When I go for a run, I mentally break it down into half mile segments. Six miles become three sets of two segments. I try to focus only on the segment I’m currently on and, if I’m on a treadmill, increase the speed on the next “segment.” Instead of saying, nine more minutes, I say, only two more segments. It gives me a ridiculous amount of comfort. Breaking things down into smaller tasks has always been my way of managing what is overwhelming.

I realized today that mentally I’ve been breaking down this month’s daily painting into segments too. 30+ paintings feels like a lot. So I’ve created segments– I only have to do fifteen. Every painting has two iterations– a small, brush version and then a larger palette knife version where I try to distort a little more, subtract what isn’t useful and emphasize what is particularly captivating. Even though it’s the same number of paintings, it feels like I’ve cut my work load in half. And I’m all about the feels.

The last section of Chapter 3 of Art and Fear is about expectations– namely, the danger of drifting into fantasy. Expectations, the book argues, should be based on the work itself: “What you need to know about the next piece is contained in the last piece.”

I’ve unintentionally taken this quite literally so far.
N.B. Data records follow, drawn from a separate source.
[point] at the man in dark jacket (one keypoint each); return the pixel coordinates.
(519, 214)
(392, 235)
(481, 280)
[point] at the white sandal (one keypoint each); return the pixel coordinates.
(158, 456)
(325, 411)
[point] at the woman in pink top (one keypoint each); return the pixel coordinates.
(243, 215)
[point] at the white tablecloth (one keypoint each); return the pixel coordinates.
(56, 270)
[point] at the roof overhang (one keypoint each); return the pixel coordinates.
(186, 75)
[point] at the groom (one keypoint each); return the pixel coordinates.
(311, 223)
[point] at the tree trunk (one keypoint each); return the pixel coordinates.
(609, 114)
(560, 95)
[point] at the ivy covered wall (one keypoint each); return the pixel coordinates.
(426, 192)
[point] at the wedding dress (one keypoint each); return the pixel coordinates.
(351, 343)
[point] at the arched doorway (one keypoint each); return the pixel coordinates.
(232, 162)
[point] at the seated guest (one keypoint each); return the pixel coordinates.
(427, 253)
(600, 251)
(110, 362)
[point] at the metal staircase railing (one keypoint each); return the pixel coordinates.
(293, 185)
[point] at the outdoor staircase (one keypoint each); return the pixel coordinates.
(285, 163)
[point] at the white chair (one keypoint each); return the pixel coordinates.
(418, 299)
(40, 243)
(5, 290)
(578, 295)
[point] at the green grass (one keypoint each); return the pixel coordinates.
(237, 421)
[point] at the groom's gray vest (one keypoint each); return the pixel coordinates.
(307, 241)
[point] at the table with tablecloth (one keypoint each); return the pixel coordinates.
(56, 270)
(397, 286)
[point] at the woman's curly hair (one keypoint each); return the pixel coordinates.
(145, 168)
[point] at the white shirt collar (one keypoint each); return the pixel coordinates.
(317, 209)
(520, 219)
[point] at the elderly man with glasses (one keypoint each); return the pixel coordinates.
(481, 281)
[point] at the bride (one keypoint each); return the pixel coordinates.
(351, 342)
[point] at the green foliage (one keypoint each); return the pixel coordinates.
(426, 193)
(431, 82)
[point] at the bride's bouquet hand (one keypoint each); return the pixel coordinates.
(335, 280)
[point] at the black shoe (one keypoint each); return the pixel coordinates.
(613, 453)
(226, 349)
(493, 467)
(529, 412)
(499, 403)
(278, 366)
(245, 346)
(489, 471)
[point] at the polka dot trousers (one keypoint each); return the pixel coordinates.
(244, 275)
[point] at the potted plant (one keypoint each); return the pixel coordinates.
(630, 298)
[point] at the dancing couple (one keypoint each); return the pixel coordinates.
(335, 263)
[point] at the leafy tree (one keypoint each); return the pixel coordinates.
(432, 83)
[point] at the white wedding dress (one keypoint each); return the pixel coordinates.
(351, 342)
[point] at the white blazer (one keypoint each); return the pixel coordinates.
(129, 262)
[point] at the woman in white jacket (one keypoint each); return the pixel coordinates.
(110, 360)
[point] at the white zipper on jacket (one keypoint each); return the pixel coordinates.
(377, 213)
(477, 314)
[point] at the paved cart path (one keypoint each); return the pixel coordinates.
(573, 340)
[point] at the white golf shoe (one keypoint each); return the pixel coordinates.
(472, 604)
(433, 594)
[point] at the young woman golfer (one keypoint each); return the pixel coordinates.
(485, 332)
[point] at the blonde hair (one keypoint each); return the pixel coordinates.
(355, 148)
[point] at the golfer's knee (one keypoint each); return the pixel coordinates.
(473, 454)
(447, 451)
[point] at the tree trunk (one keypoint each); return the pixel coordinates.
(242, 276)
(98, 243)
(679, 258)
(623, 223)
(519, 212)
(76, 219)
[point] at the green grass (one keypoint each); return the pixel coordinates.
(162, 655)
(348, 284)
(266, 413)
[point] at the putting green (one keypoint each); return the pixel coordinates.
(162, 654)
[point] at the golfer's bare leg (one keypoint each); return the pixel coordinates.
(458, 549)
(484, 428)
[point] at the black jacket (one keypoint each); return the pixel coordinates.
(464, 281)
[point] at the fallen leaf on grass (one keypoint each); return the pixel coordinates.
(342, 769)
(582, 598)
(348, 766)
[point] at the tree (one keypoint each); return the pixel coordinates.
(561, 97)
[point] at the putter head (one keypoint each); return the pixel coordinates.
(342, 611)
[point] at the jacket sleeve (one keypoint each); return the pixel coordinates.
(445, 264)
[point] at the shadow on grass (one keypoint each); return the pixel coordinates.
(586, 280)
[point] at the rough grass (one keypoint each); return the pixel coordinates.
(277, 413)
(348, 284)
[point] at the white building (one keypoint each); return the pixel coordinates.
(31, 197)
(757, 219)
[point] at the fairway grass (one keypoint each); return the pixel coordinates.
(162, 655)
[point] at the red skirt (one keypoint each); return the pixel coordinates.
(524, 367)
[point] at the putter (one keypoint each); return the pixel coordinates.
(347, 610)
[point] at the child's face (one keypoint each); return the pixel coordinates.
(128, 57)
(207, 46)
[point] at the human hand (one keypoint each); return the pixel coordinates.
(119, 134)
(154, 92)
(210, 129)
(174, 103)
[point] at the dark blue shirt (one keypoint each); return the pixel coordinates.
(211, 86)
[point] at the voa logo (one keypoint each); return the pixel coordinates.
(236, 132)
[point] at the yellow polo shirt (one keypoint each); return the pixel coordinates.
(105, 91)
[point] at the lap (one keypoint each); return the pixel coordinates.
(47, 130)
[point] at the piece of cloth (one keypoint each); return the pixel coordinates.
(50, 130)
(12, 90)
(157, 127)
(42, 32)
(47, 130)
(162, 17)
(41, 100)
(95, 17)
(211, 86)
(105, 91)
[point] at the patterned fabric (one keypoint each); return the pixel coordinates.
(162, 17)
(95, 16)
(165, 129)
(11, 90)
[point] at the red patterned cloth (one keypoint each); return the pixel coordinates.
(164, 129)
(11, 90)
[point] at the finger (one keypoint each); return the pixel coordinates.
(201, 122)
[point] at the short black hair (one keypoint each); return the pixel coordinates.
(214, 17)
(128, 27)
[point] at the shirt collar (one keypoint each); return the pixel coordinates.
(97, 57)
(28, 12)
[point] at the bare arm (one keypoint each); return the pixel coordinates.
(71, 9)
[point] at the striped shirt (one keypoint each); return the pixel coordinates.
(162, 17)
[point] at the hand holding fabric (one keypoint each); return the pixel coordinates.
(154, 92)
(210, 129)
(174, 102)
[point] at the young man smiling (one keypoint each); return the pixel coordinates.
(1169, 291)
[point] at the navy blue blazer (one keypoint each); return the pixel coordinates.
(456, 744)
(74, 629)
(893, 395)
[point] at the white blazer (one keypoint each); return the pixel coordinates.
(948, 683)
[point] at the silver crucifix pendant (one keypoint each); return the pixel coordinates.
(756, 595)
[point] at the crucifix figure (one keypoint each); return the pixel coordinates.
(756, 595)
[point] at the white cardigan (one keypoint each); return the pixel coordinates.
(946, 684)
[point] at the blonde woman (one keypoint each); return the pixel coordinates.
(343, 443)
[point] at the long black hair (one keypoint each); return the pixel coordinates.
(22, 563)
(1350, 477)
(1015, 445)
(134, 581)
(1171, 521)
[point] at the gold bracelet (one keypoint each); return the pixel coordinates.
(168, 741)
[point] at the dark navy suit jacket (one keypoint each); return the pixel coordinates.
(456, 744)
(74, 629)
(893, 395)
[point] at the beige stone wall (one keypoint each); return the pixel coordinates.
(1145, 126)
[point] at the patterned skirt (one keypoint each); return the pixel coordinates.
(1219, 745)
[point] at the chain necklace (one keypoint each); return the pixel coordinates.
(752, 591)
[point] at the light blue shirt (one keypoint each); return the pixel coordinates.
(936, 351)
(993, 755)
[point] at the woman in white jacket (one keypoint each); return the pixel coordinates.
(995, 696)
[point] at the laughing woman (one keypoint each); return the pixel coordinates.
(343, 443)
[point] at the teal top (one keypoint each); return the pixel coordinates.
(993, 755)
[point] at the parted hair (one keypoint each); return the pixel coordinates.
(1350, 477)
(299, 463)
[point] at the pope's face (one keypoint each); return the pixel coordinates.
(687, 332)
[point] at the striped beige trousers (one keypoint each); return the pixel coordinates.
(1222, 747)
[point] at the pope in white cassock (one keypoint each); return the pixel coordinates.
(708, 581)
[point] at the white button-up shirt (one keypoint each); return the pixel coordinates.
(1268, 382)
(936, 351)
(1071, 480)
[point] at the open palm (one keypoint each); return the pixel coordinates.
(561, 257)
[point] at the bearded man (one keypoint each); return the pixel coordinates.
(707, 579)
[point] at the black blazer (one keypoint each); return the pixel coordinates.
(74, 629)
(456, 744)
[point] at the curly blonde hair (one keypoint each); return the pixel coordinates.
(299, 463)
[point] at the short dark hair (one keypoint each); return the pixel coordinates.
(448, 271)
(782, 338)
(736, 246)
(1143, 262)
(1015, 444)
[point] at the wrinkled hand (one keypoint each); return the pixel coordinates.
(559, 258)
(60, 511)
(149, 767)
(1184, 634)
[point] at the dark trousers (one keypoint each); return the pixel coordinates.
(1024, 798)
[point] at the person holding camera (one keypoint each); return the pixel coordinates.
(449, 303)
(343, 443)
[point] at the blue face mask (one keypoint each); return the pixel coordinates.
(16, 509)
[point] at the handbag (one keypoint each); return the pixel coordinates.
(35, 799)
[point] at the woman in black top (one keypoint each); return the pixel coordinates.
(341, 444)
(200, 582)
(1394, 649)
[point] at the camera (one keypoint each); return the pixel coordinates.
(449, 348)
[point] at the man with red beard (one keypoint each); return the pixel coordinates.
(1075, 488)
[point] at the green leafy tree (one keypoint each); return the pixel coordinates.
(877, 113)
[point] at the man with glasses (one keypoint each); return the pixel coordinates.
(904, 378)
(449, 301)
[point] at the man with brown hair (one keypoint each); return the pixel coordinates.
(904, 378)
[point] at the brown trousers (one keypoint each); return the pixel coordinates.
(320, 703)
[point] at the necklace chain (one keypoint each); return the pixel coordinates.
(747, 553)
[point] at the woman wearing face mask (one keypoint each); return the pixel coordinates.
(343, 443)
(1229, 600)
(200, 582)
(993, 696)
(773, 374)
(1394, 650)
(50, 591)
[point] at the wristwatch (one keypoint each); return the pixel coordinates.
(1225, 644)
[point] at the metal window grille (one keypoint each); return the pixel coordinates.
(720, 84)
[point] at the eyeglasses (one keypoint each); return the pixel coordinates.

Today’s painting is based on yesterday’s, completing segment five in the month’s challenge. I’ve removed the seagull from the composition, but I like to think she is still there, that the entire image, this time, is from her perspective.

When I started this August 31 in 31, I asked people to join in by doing one task each day for the entire month and sharing their results. Two participants are working on cleaning up, clearing out physical spaces.  It’s amazing what their work has revealed– that sorting through messes was really about learning to live with them or that decluttering was not only an opportunity to throw away unused and unneeded things, but also limiting self talk and wasteful fear.

I’m convinced that doing is a prerequisite to learning, action an invitation to insight, and 31 days just a random number that makes a world of difference (even if I have to break it down into fifteen parts of two segments + one bonus).

I’m trying to learn from my friends– to put aside fears, grandiose expectations, ego and just listen to the work. What do you need? Where are we going tomorrow based on where we’ve been today?